Você e o Carlos Alberto Sion tiveram uma boa química em estúdio?
O disco foi bem realizado, musicalmente falando. Nomes de categoria internacional, como o tecladista Patrick Moraz, que tinha substituído Rick Wakeman no Yes, e os geniais brasileiros Dominguinhos, Altamiro Carrilho, Paulo Moura, Bezerra da Silva e Sérgio Dias Baptista abrilhantaram e rechearam o álbum com seus talentos geniais.

Como Patrick Moraz e Sérgio Dias foram parar em seu disco?
Foram convidados pelo produtor, que mantinha contato com eles. Para mim, foi uma felicidade ter tantos músicos de prestígio. E curiosamente a própria imprensa da época não deu o devido valor, só porque era meu álbum, o álbum de um nordestino estreante mostrando essa pegada psicodélica, política e social. Se fosse algum compositor do Sul ou da moda, falariam tudo! Se não falaram, perderam a oportunidade, e hoje não dá mais para se arrepender.

“Avôhai” foi a primeira música sua que ouviu tocar no rádio. Descreva a experiência.
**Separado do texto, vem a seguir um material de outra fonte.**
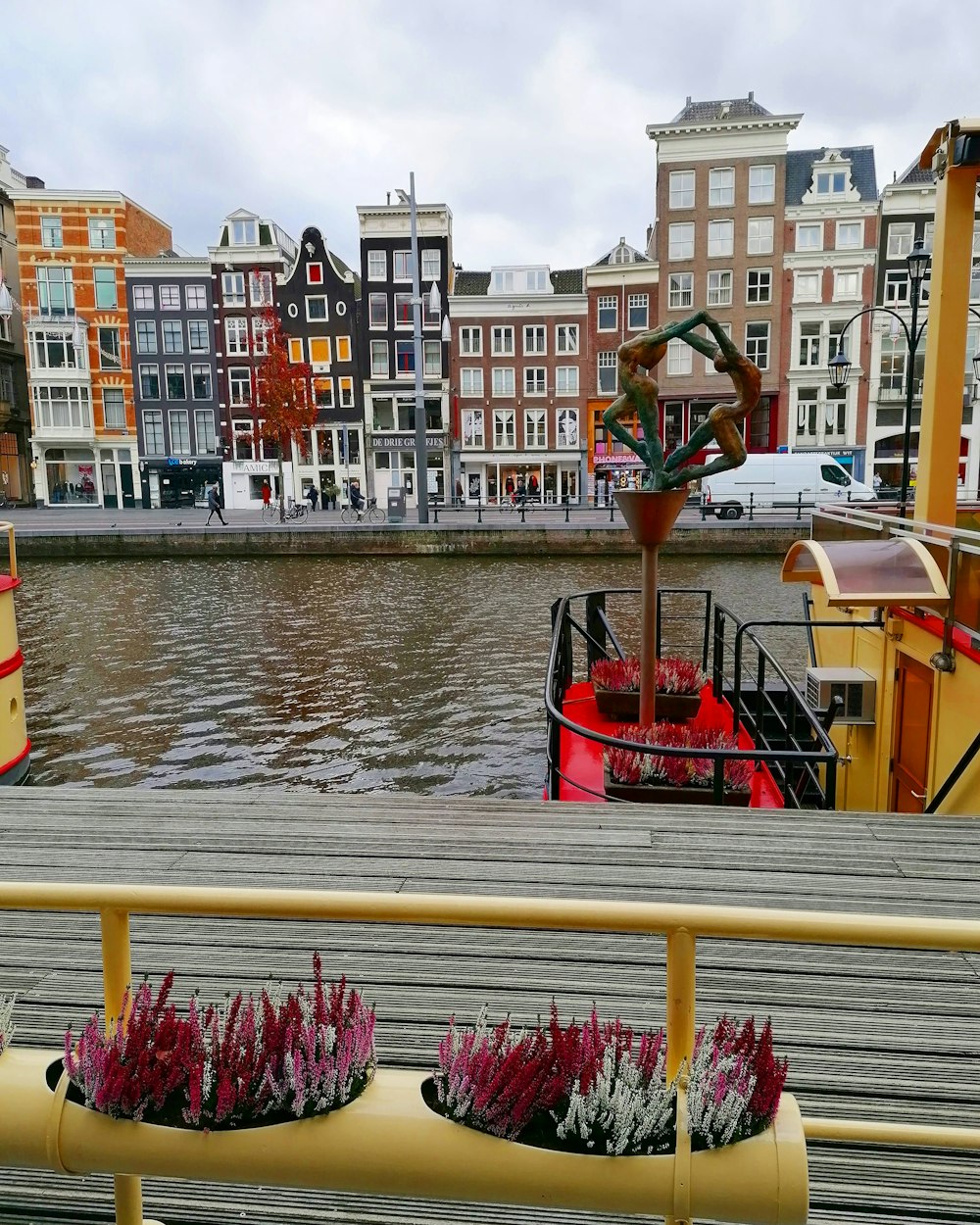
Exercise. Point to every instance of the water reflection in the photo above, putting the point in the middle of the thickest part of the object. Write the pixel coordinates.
(359, 674)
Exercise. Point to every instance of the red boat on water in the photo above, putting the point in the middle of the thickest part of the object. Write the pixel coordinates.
(748, 695)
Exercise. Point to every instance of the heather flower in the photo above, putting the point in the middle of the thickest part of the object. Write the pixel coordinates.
(6, 1022)
(238, 1064)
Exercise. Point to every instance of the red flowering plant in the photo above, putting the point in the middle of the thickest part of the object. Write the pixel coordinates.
(674, 675)
(635, 767)
(241, 1064)
(602, 1088)
(6, 1022)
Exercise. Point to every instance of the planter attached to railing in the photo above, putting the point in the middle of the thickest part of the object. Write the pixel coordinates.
(388, 1142)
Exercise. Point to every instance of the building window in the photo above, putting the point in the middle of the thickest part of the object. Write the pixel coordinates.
(109, 352)
(176, 382)
(809, 236)
(758, 344)
(760, 184)
(377, 308)
(567, 426)
(236, 337)
(473, 435)
(638, 313)
(153, 432)
(240, 385)
(50, 231)
(535, 338)
(760, 235)
(501, 341)
(847, 285)
(759, 285)
(233, 288)
(199, 336)
(204, 431)
(901, 239)
(681, 189)
(201, 385)
(680, 240)
(679, 358)
(720, 239)
(609, 313)
(535, 427)
(180, 431)
(849, 234)
(719, 288)
(172, 336)
(146, 336)
(405, 358)
(319, 351)
(380, 359)
(470, 381)
(680, 290)
(503, 381)
(55, 290)
(432, 356)
(114, 408)
(720, 187)
(260, 288)
(150, 382)
(608, 372)
(504, 427)
(808, 351)
(470, 341)
(431, 265)
(807, 287)
(534, 380)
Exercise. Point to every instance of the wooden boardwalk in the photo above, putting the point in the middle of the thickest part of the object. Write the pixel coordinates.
(882, 1034)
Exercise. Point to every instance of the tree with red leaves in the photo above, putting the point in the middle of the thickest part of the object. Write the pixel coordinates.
(283, 407)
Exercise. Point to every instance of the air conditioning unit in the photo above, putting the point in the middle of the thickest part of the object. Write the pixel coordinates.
(854, 686)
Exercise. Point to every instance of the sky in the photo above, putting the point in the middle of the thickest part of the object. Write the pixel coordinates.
(525, 117)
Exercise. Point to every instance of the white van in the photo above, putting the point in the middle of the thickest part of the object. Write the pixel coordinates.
(779, 480)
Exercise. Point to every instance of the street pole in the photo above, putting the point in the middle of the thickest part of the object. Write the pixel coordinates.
(421, 457)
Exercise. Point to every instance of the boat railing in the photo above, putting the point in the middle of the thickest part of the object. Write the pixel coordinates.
(790, 739)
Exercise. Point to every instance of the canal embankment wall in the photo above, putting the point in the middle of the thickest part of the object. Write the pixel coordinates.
(405, 540)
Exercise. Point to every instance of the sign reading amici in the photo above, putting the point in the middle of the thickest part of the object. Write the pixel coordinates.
(406, 441)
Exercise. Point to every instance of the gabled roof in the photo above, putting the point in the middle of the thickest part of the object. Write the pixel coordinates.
(800, 171)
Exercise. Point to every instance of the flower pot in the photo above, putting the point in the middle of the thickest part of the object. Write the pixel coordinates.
(647, 793)
(625, 705)
(388, 1142)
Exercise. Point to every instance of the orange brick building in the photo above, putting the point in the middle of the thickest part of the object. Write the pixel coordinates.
(76, 329)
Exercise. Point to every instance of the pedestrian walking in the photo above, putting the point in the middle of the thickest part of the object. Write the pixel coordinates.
(215, 505)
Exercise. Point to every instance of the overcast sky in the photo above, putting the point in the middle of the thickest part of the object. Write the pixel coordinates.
(525, 117)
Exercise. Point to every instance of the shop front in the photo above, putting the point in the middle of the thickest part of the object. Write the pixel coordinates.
(172, 483)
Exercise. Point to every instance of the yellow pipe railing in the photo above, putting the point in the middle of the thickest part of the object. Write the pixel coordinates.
(680, 924)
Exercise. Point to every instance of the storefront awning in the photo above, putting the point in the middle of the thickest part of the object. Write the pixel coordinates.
(868, 573)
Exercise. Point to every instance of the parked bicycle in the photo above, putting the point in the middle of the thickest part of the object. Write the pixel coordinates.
(370, 513)
(294, 513)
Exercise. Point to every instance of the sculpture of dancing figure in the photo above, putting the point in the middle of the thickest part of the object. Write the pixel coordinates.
(638, 395)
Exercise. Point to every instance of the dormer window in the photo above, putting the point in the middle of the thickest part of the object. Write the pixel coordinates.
(244, 233)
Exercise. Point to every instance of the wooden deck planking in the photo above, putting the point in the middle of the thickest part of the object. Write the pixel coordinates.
(852, 1020)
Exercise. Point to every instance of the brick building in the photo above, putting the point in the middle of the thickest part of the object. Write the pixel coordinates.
(76, 319)
(720, 181)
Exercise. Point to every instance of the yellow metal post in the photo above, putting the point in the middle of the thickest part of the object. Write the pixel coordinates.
(117, 974)
(946, 348)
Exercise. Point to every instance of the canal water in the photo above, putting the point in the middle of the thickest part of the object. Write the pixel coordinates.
(361, 674)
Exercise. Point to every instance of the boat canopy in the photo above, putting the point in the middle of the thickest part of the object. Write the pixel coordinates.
(868, 573)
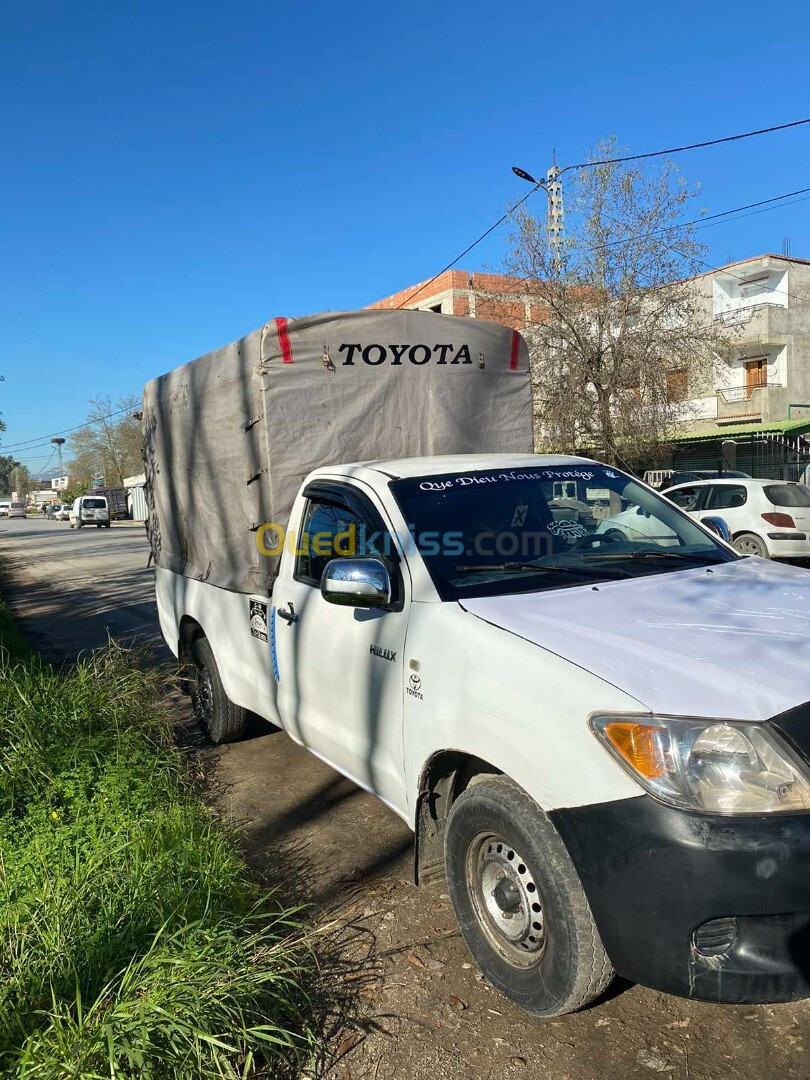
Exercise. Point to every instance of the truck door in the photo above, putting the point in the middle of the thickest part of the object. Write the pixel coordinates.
(339, 670)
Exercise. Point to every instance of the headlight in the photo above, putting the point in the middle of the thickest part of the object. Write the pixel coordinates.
(716, 766)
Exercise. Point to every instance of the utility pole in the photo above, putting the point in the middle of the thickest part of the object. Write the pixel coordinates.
(58, 443)
(555, 220)
(555, 225)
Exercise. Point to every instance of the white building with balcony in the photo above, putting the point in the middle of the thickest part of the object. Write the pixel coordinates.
(764, 376)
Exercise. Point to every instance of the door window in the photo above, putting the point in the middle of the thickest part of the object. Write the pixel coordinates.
(726, 497)
(329, 530)
(687, 498)
(333, 529)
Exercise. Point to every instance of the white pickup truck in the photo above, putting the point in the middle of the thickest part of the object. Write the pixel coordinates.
(602, 742)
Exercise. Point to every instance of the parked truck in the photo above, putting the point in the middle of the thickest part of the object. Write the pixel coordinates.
(602, 741)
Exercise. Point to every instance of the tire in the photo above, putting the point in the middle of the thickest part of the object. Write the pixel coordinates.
(555, 961)
(220, 719)
(750, 543)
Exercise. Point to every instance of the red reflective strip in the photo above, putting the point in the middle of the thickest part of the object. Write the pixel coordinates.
(515, 351)
(286, 349)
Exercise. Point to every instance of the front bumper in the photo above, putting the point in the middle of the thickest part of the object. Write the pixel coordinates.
(655, 875)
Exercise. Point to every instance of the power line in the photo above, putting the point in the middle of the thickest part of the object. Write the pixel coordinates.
(32, 444)
(589, 164)
(760, 206)
(704, 220)
(690, 146)
(467, 251)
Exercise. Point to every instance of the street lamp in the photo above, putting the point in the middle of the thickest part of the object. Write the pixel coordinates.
(527, 176)
(14, 466)
(553, 188)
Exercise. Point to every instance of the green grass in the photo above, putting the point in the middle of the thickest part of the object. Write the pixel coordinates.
(133, 941)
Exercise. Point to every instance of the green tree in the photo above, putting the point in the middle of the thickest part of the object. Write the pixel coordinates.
(109, 445)
(621, 335)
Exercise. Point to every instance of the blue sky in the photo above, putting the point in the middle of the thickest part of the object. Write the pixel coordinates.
(176, 173)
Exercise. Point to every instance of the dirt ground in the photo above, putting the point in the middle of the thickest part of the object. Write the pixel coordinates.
(416, 1007)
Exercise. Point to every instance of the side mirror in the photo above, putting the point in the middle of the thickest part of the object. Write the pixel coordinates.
(356, 582)
(718, 526)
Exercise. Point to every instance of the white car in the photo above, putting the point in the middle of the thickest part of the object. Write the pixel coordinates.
(90, 510)
(766, 517)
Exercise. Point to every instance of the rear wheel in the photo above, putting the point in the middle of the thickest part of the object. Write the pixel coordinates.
(220, 719)
(518, 902)
(750, 543)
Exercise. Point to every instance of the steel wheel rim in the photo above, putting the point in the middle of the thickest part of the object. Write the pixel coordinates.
(747, 547)
(507, 901)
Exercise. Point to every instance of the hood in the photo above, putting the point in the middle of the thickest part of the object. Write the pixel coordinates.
(732, 642)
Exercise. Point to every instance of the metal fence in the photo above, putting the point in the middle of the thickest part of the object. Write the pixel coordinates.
(766, 457)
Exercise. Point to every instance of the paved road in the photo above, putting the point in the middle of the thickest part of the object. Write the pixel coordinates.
(305, 827)
(75, 586)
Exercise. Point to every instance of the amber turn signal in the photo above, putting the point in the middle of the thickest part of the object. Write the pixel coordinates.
(637, 744)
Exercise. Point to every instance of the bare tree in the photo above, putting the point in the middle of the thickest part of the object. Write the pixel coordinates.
(619, 334)
(110, 444)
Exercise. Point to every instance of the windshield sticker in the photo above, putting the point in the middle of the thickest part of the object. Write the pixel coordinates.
(567, 529)
(444, 485)
(520, 515)
(258, 620)
(414, 688)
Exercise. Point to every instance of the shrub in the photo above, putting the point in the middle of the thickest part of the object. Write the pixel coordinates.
(133, 941)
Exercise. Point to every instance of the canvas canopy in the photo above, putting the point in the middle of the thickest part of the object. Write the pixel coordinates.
(230, 436)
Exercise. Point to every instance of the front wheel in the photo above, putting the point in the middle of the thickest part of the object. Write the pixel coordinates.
(518, 902)
(220, 719)
(748, 543)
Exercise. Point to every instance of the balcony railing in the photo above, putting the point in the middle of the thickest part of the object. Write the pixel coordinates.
(743, 401)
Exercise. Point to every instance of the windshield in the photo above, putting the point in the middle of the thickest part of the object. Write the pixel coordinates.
(489, 532)
(787, 495)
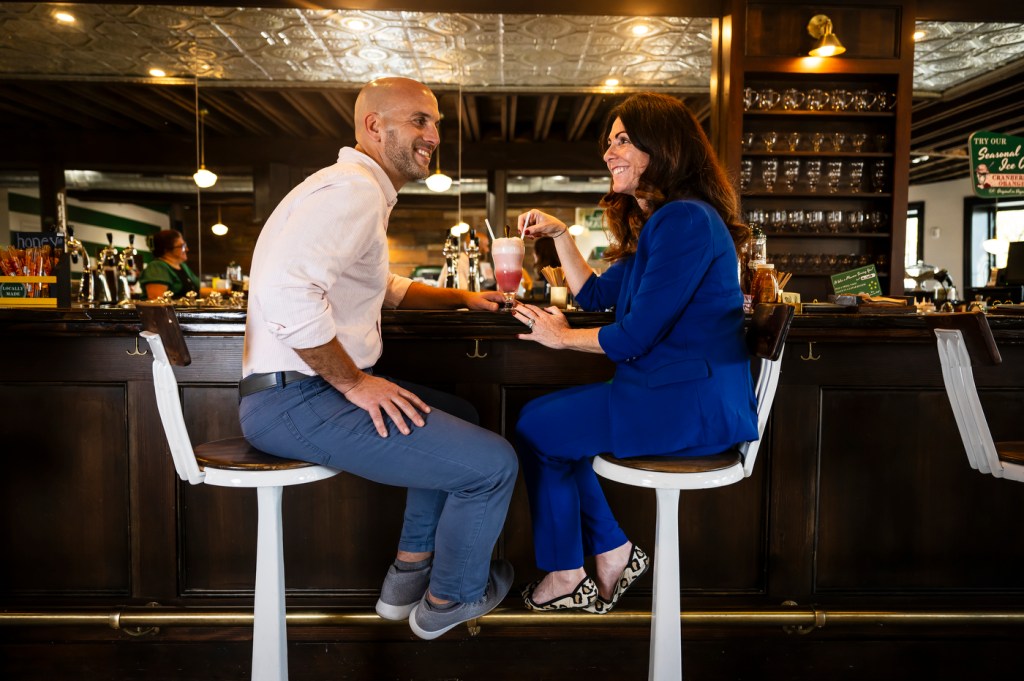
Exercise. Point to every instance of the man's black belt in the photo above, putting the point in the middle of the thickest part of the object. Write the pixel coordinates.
(256, 382)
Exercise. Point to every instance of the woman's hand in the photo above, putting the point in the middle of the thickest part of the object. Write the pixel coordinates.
(485, 300)
(547, 327)
(534, 224)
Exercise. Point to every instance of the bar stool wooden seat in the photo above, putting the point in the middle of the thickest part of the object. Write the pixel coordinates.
(667, 475)
(966, 340)
(232, 463)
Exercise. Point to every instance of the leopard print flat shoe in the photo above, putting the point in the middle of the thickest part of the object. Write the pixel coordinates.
(635, 568)
(582, 597)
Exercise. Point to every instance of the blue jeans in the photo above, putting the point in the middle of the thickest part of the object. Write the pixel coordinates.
(460, 476)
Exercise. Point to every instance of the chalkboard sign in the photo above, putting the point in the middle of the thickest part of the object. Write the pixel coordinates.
(11, 290)
(861, 280)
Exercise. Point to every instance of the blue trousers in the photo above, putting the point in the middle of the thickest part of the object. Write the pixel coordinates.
(558, 435)
(460, 476)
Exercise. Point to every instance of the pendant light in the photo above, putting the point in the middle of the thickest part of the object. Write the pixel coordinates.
(204, 178)
(820, 29)
(438, 181)
(220, 228)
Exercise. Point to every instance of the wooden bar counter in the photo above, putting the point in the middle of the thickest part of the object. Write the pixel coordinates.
(862, 517)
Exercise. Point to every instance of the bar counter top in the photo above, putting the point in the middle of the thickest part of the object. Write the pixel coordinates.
(472, 325)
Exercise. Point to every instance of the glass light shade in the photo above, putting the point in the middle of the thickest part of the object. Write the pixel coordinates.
(438, 182)
(205, 178)
(829, 46)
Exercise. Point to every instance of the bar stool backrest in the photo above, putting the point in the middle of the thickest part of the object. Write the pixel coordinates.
(765, 340)
(966, 339)
(163, 334)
Foi inesquecível, como é para todo artista/compositor que ouve uma música sua pela primeira vez no rádio! Isso também aconteceu com Beatles e todo artista da época. Tinha esse impacto quando se ouvia sua criação musical soando do alto-falante de um táxi. O táxi era um desses amarelos – como diriam os Mamonas Assassinas, uma Brasília amarela – e eu estava indo para o aeroporto do Galeão, numa de minhas cansativas maratonas para divulgar o disco. Foi lindo! Valeu a pena a emoção desse momento!